Auf der Gemeindevertretersitzung in Grünheide (Oder-Spree) ist am Donnerstagabend noch keine Entscheidung zu einem möglichen Abwahlverfahren des Bürgermeisters Arne Christiani (parteilos) gefallen, da man sich nicht einigen konnte, ob die Diskussion dazu im öffentlichen oder nichtöffentlichen Teil der Sitzung geführt werden soll.

Historiker: Christiani war Inoffizielle Mitarbeiter

Hintergrund der Diskussion ist ein Gutachten des Historikers und Stasi-Akten-Experten Helmut Müller-Enbergs, welches Christiani eine Mitarbeit im Ministerium für Staatssicherheit der DDR als Inoffizieller Mitarbeiter (IM) bescheinigt. Dieses wurde am Abend vor Beginn der Gemeindevertreter-Sitzung im Ort vorgestellt.

Müller-Enbergs sagte dem rbb im Anschluss: "Es war zu untersuchen, ob die Bereitschaft von Herrn Christiani bestanden hat, Informationen an das Ministerium für Staatssicherheit zu liefern" Es gebe eine Akte und mindestens elf Beispiele, wo er Informationen an die Staatssicherheit gegeben habe. "Wenn es mündlich ist, kann man streiten. Aber schwer ist es, wenn es handschriftliche Berichte sind mit seiner eigenen Unterschrift. Man kann zu keinem anderen Schluss kommen als in ihm einen Inoffiziellen Mitarbeiter des Ministeriums für Staatssicherheit zu sehen", sagte Müller-Enbergs weiter.

So gehe aus den Unterlagen hervor, dass sich Christiani mit der Stasi zu Treffen verabredet und dort auch handschriftliche Berichte oder mündliche Informationen geliefert hat, so der Historiker weiter. "Das geht sehr schlüssig aus den Akten hervor, eine Akte die einwandfrei - also keine fiktive Akte ist - hervor."

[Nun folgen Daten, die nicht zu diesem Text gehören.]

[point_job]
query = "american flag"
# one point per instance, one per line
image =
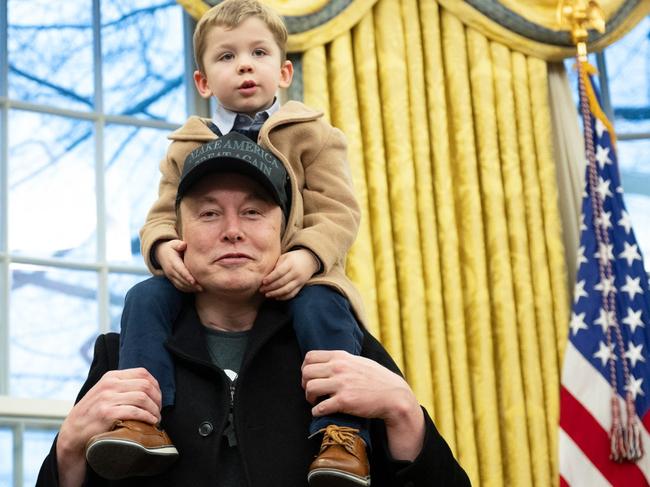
(609, 331)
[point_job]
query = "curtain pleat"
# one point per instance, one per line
(531, 366)
(459, 257)
(473, 265)
(394, 90)
(344, 111)
(448, 241)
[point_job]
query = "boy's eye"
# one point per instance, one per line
(208, 214)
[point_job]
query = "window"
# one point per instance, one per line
(88, 92)
(624, 82)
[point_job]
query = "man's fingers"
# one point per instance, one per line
(287, 291)
(327, 406)
(316, 388)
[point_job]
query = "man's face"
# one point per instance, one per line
(243, 67)
(232, 230)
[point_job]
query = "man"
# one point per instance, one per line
(241, 418)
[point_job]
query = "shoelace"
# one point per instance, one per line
(339, 435)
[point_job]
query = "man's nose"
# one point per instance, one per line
(232, 231)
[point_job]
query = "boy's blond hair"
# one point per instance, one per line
(231, 13)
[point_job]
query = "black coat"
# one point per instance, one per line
(271, 415)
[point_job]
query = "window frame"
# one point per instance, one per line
(16, 414)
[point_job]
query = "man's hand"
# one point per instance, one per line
(291, 272)
(118, 395)
(169, 255)
(361, 387)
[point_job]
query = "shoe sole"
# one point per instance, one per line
(325, 477)
(117, 459)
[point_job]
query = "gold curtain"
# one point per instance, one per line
(459, 257)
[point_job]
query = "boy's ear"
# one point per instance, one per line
(202, 86)
(286, 74)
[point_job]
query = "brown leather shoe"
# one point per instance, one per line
(132, 448)
(342, 461)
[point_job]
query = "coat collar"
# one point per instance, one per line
(188, 341)
(196, 128)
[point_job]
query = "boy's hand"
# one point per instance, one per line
(170, 257)
(291, 272)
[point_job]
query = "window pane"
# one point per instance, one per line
(6, 456)
(52, 327)
(36, 446)
(133, 156)
(51, 186)
(628, 68)
(118, 285)
(143, 59)
(40, 74)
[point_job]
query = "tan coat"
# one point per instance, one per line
(324, 214)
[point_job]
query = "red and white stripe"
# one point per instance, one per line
(585, 420)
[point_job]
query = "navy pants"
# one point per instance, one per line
(322, 320)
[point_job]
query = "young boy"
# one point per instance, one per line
(239, 48)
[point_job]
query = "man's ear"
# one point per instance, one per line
(202, 85)
(286, 74)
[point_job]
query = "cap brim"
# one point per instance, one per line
(221, 165)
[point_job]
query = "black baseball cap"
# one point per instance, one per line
(235, 152)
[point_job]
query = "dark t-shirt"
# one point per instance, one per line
(227, 351)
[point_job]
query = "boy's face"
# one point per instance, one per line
(243, 67)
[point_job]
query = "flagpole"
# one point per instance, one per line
(625, 436)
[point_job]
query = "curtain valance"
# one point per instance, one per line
(528, 26)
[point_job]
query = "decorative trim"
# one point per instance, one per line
(494, 10)
(490, 17)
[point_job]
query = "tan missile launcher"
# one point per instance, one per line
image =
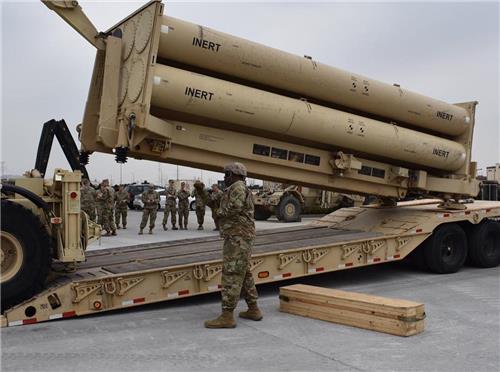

Bürgerbündnis äußert Misstrauen

Das Gutachten ist im Auftrag der Fraktion "Bürgerbündnis/FDP" in Grünheide erstellt worden. Sie will, dass Arne Christiani abgewählt wird, sagte der Fraktion-Vorsitzende Thomas Wötzel dem rbb am Donnerstagabend.

"Wir sind der Meinung, dass jemand, der hier als oberster Verwaltungsbeamter Einsichtnahme in so viele Details dieser Verwaltung hat - ob Sozialrechtsschutz, Meldewesen, Ordnungsamt - eine eindeutig klare Integrität haben muss", so Wötzel. "Ich als Bürger habe große Befürchtung - gerade wo wir im Vorfeld der Sitzung den Gutachter gehört haben, wie er mit Informationen fremder Menschen umgegangen ist."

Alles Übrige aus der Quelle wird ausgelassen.